PHYSIOLOGIE ET METABOLISME 

"Les motifs de réponse du système nerveux autonome traduits en émotions de base : application au choix des produits lactés"

Ouafae ALAOUI-ISMAILI (Université Claude Bernard, Villeurbanne)
Prix de Projet de Recherche Alimentation et Santé 1995


Le choix des aliments résulte d'un mécanisme complexe faisant intervenir une multitude de facteurs d'ordre individuel, culturel et sociologique. L'importance des facteurs physiologiques dans ce processus est encore mal connu.

On sait que la perception des odeurs, bien plus que celle des saveurs, est déterminante dans le comportement de prise alimentaire. Elle induit des émotions qui peuvent être décrites à partir de 6 émotions de base qui sont la joie, la colère, la peur, la tristesse, le dégoût ou la surprise.

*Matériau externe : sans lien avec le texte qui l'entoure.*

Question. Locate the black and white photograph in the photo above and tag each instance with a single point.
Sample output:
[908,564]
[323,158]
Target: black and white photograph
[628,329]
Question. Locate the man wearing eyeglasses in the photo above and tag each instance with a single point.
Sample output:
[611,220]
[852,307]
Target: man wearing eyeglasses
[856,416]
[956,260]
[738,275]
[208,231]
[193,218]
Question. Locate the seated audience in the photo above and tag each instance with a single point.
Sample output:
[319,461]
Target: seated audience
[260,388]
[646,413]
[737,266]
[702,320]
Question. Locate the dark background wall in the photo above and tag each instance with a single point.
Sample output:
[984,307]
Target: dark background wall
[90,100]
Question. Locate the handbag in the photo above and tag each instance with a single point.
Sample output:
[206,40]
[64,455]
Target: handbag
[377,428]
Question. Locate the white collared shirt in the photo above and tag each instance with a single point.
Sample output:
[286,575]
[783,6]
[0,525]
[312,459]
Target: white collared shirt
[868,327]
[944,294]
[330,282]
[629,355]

La perception des odeurs induit aussi des réactions neurovégétatives, notamment au niveau de la peau, du système cardiaque et du système circulatoire. Existe-t-il une relation entre ces signaux neurovégétatifs et les émotions de base induites par la perception des odeurs ? C'est ce que c'est proposer d'étudier Ouafae Alaoui-Ismaili.

Pour mener à bien son étude, Ouafae Alaoui-Ismaili a recueilli les déclarations verbales ayant trait aux émotions chez des sujets auxquels étaient proposés divers aliments ; elle a mesuré simultanément chez ces mêmes sujets 6 paramètres révélateurs de réactions neurovégétatives (fréquence cardiaque et respiratoires ; température, irrigation sanguine, résistance et potentiel þcutanés). Elle a ensuite comparé les réponses verbales et les réponses neurovégétatives pour tenter de transcrire les réponses neurovégétatives en émotion de base.

Dans un premier temps, Ouafae Alaoui-Ismaili a comparé les réponses verbales et neurovégétatives induites par le flairage des divers corps purs. Il est apparu, pour les odeurs agréables (vanille, menthol) que les réponses verbales sont en accord avec les réponses neurovégétatives, qui traduisent la joie ou la surprise. En revanche, pour les odeurs désagréables (acide propionique, acide butyrique) les sujets verbalisent majoritairement le dégoût alors que les signaux neurovégétatifs traduisent la colère. Enfin, pour l'eugénol (utilisé en art dentaire), il y a concordance ou discordance entre réponses verbales et réponses neurovégétatives selon les sujets, en fonction de leur vécu, donc du contenu de leur mémoire affective. L'ensemble de ces résultats suggèrent que les réponses neurovégétatives sont un bon indicateur de la connotation affective des odeurs.

Dans la seconde partie de son travail, Ouafae Alaoui Ismaili a comparé les effets du flairage de corps purs odorants et ceux de la dégustation (mise en bouche) de yaourts aromatisés avec ces mêmes composés. Les premiers résultats font apparaître chez certains sujets une certaine déconnexion entre flairage et dégustation, les réponses neurovégétatives au flairage n'étant pas retrouvées pour la dégustation. Ces mêmes sujets manifestent une préférence marquée pour les saveurs lactées jugées agréables. D'autres caractéristiques sont en cours d'étude.